THE LOGISTICS OF winter stocking in Ladakh is the big challenge that India must address in whatever manner possible because that could be the decisive factor in the event of war. The two major mountain passes—Zoji La and Rohtang—are of little use from November to April. So whatever is required by our troops—not just at the LAC but in Siachen and Kargil as well—must be pushed through by the end of October. The Rohtang Pass now has the Atal Tunnel but Zoji La does not. This, along with activating the Chushul airfield, is essential. The move of the Special Frontier Force (SFF) and Indian troops to the heights around was perhaps for this purpose too. Airlifts of essentials are the only lifeline for troops on those freezing frontlines. There is now a need to speed up work on the Chushul airfield that was ignored all these years.
India’s big disadvantage versus Chinese capabilities is the lack of satellite capabilities and their inputs. Apparently, of the total number of satellites in the skies, the US and China have 45 per cent and the rest belong to other countries. India’s share is minuscule. So if we require satellite inputs—which we will in the event of conflict—our sources, for now, would be the US and Israel, and possibly Russia and France. Some very useful data is available, for a price, from private companies in the West. But India may be reluctant to use their inputs as this could give away Delhi’s intent. Satellite inputs apart, today’s battlefield has a number of information providers from troops on the front, unmanned aerial vehicles (UAV), helicopters and AWACS (airborne warning and control system). But a 30 sq cm satellite photo may not be helpful in giving the correct status of the enemy’s troops. Hence we should not dismiss the role of local spies as they are often the eyes on the ground.
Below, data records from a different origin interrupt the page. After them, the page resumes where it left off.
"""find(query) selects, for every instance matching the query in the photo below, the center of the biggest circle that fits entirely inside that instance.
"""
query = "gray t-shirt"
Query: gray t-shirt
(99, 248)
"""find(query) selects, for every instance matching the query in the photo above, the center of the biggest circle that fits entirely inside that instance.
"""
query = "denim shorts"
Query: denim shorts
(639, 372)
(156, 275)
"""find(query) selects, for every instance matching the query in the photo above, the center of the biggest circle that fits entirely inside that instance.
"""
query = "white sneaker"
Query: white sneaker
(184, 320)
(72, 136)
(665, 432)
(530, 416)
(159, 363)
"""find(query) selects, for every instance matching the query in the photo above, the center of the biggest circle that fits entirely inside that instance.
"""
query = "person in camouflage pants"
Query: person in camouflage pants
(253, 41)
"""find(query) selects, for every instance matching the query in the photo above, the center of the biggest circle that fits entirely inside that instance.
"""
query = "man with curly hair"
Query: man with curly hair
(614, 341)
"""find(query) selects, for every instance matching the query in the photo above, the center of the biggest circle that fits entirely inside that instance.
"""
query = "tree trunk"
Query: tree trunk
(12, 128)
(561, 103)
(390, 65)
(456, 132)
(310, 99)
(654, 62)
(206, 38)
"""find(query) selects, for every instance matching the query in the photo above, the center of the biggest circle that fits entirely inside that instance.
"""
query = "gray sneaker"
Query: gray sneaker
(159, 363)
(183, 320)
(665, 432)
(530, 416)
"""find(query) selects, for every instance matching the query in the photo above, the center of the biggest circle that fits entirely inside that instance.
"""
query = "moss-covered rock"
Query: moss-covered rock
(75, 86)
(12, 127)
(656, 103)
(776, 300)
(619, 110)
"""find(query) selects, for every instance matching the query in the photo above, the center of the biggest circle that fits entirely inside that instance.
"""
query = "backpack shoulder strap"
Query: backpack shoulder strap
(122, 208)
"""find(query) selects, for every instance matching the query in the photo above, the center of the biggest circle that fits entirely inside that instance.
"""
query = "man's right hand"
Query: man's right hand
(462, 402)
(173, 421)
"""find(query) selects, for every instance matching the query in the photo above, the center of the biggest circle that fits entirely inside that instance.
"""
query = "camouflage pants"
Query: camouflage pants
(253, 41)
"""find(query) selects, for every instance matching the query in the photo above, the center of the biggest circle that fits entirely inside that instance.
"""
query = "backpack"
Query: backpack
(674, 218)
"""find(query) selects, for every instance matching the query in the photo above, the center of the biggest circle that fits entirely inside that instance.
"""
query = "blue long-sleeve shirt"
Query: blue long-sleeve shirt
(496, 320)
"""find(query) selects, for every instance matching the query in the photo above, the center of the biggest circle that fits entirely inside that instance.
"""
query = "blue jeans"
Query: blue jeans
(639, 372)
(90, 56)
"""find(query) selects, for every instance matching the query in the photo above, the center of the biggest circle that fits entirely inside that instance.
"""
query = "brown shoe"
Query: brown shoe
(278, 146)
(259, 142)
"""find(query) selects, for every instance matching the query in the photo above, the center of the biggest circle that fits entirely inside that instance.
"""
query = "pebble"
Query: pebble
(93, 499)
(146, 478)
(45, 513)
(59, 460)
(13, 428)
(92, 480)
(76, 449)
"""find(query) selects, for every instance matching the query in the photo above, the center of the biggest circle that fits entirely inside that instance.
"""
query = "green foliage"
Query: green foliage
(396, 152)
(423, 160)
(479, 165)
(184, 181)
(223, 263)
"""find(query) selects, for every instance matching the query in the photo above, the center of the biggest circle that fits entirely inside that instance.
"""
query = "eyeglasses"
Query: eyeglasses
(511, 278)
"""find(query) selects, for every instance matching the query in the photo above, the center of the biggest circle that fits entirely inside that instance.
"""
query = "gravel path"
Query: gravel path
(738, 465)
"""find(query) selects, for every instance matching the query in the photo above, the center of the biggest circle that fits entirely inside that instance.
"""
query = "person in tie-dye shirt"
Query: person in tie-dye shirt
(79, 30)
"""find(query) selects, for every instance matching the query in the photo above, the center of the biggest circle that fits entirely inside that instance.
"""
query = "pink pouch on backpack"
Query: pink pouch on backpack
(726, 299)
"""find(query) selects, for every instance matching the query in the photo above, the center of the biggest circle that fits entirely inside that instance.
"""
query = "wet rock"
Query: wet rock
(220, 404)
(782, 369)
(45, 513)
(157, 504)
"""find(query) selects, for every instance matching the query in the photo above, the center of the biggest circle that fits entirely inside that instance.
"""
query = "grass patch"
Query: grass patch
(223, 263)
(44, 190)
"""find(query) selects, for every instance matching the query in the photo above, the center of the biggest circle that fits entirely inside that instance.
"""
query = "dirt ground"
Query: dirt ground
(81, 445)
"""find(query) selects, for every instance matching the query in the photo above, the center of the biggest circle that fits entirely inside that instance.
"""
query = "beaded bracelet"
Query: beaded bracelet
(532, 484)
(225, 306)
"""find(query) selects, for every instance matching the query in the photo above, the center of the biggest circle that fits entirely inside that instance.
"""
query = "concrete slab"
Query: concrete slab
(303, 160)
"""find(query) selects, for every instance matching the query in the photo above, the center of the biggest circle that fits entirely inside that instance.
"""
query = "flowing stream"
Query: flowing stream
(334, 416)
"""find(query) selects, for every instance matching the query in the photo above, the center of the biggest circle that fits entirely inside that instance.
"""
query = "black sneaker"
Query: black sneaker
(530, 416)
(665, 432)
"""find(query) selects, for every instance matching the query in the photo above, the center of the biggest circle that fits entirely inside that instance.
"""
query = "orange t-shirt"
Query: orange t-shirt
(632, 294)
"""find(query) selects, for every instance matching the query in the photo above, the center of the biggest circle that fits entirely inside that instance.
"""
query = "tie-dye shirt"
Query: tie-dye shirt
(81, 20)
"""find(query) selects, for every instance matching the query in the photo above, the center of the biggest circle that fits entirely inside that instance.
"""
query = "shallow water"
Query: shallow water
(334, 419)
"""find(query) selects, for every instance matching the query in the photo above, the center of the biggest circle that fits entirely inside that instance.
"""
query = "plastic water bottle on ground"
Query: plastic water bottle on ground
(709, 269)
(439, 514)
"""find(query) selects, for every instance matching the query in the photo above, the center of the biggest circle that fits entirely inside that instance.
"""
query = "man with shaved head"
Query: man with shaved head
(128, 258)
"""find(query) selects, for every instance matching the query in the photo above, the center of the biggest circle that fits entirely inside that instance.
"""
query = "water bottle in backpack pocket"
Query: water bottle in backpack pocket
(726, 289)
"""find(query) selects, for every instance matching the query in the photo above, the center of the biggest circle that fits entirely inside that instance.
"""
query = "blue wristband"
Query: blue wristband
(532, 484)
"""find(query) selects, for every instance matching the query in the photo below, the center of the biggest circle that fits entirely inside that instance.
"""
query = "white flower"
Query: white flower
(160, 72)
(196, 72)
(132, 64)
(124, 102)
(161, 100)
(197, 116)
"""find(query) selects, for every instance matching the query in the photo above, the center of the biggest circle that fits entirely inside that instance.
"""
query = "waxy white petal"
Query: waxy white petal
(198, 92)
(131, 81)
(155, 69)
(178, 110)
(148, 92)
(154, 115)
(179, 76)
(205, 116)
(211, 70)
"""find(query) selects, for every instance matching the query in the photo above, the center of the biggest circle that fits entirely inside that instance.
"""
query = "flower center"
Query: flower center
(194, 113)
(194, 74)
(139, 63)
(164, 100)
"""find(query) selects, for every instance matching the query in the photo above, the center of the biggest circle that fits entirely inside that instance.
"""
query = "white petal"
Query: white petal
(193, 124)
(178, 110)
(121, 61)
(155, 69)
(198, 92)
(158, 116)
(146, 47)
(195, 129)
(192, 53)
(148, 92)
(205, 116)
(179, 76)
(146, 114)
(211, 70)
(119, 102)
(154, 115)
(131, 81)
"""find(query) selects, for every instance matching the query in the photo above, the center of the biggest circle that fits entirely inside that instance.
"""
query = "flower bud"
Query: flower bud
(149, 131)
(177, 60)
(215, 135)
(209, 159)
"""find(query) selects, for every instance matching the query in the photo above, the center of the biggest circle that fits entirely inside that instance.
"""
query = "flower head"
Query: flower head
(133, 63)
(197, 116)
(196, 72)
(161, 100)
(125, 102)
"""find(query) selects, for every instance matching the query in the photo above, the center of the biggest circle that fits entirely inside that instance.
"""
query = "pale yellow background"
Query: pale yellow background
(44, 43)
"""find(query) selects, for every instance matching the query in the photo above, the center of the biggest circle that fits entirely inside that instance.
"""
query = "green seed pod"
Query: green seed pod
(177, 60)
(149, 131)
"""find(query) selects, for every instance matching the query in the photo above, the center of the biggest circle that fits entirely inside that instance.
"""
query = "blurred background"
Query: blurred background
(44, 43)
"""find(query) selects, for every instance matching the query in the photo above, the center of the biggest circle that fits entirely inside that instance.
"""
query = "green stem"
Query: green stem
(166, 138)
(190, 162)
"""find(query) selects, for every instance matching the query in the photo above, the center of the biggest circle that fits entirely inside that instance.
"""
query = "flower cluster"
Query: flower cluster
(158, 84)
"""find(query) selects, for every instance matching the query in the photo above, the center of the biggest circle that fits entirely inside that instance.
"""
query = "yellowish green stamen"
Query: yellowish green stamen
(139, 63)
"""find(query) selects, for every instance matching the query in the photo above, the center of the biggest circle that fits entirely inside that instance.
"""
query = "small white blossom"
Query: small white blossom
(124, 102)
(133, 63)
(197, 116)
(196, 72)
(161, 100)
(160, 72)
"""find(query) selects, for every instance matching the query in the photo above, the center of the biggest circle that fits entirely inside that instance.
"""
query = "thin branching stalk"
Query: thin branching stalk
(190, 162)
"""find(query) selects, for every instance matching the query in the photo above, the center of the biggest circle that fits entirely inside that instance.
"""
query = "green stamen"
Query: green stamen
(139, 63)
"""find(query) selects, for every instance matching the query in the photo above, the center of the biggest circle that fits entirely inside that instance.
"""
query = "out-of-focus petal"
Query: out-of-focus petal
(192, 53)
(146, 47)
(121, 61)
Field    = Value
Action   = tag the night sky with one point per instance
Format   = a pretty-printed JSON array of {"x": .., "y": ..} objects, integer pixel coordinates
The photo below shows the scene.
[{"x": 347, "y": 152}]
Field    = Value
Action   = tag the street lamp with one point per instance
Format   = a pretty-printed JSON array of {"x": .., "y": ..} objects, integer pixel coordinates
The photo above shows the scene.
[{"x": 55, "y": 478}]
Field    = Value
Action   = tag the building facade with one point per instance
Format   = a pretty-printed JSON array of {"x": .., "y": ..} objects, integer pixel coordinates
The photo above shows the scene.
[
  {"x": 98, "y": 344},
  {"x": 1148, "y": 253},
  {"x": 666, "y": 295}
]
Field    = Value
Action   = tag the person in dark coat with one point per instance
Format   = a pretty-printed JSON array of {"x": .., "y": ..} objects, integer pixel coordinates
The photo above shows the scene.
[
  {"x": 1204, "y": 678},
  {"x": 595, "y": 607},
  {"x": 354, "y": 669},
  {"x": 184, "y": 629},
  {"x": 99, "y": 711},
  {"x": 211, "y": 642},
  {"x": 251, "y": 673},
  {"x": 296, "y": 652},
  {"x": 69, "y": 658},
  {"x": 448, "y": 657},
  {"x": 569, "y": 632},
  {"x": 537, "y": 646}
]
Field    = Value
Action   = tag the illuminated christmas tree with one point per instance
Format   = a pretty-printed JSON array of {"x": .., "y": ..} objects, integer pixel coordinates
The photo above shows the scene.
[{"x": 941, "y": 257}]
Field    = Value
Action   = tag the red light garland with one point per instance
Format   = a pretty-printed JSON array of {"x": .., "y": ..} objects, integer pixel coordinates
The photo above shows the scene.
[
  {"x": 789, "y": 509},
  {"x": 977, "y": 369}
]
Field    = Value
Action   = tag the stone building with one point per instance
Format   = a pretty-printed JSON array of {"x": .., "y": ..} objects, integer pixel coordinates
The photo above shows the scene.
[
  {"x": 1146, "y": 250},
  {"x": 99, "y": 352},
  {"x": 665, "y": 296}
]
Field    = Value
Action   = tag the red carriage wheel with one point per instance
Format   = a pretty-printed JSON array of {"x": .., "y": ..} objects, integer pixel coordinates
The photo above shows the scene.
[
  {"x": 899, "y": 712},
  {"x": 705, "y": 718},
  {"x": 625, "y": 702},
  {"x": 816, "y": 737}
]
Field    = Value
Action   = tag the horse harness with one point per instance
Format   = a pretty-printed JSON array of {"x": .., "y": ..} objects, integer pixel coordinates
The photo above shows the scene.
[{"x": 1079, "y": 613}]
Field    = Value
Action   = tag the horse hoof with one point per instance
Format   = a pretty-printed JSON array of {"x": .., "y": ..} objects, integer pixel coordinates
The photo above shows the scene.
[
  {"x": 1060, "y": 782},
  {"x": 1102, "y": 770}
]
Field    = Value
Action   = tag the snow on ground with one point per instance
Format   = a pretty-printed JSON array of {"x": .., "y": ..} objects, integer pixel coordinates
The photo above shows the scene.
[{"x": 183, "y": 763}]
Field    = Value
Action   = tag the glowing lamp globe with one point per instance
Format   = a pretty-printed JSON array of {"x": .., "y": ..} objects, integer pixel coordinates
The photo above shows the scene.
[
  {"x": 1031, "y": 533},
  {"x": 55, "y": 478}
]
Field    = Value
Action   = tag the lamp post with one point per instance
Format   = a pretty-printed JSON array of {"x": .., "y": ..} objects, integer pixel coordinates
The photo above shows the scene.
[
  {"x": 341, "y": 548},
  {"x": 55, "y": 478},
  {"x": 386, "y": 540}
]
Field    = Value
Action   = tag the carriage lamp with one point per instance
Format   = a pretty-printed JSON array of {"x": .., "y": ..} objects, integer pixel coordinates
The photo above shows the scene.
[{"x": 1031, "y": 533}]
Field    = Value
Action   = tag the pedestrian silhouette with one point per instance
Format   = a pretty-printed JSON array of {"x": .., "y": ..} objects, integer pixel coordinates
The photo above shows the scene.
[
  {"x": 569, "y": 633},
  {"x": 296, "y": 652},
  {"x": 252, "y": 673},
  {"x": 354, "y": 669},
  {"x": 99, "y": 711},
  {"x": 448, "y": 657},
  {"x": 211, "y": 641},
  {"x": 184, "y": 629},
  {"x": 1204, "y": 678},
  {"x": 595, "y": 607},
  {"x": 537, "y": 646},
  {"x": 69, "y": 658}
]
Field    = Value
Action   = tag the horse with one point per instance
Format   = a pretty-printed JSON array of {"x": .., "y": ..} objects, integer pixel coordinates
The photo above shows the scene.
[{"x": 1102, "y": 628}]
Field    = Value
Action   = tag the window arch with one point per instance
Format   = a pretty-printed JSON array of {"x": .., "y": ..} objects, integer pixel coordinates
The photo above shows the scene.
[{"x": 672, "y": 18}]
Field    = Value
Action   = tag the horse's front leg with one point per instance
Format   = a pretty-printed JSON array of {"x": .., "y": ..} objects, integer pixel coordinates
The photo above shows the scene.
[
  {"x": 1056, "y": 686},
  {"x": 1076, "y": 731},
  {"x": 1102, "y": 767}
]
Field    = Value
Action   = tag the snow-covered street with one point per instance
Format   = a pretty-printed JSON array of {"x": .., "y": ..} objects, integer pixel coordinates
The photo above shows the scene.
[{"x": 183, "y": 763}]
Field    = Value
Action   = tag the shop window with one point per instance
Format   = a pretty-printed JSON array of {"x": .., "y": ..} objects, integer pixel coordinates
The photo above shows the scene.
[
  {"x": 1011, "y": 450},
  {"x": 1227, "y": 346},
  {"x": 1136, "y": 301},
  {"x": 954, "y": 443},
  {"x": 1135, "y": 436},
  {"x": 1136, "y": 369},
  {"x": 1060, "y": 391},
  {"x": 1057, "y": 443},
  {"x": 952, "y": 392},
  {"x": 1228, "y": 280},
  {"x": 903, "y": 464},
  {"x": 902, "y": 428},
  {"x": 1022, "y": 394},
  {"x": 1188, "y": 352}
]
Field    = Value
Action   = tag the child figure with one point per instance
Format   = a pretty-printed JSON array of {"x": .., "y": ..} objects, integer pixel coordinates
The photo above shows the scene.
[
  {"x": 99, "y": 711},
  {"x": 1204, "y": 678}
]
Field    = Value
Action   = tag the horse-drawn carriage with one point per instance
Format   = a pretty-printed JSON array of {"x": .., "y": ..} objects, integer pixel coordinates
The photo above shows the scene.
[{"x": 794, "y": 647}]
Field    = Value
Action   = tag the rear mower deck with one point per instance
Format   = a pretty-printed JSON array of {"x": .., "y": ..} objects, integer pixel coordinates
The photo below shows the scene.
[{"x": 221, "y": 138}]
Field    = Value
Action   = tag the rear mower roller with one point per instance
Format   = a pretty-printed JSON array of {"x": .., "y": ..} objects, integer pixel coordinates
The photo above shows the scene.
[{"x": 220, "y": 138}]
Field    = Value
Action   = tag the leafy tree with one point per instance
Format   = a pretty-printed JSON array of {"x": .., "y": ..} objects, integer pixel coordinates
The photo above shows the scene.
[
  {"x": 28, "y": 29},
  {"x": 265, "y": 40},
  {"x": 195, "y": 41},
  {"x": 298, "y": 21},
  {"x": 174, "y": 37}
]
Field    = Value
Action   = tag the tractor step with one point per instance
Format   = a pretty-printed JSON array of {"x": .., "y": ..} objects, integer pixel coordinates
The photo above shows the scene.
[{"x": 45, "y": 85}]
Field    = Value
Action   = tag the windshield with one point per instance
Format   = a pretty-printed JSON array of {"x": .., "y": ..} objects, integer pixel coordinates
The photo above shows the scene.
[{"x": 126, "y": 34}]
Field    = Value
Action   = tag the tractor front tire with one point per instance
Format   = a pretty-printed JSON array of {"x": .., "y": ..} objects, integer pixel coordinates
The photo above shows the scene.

Some US analysts have recently expressed fears that any escalation around the Kashmir and Ladakh region could spark a bigger Sino-US conflict and even possibly a world war. But Beijing is now between the devil and the deep sea, surrounded as it is by US naval task forces and facing India’s tough stand against its territorial incursions. And if Beijing decides to raise the level and threaten the use of nuclear weapons, it must know that India can respond. It isn’t the numbers of missiles and warheads that matter but the fear of ‘mutually assured destruction’, or MAD, as the strategists call it. However, a Chinese-led escalation would provide the US the ‘Pearl Harbour moment’ which, reports say, is what Washington has been waiting for.
In the last paragraph of their essay on China, the authors of the book 2020: World of War—a set of conflict scenarios—tell us how Xi Jinping is woken up after midnight by his advisors who inform him that the world is ready to bomb China to the high heavens for a military (mis)adventure that went wrong in the South China Sea. And when asked by his wife ‘what is it?’, Xi replies: ‘we have just got something terribly wrong’. This scenario may well apply to the Sino-Indian front as China faces up to what it had assumed—and how this might just spiral out of its control. If the assertions of India’s leadership can be taken seriously, India is up for a fight, since politicians only resort to the military option if there are no others and if they stand to gain from it. In the case of China, its leadership seems keen on going ahead with the military option as, in Xi Jinping’s assessment, China has enough military power to enforce its territorial claims on India and to deal with the challenge posed by the US. But he may just be proved very wrong.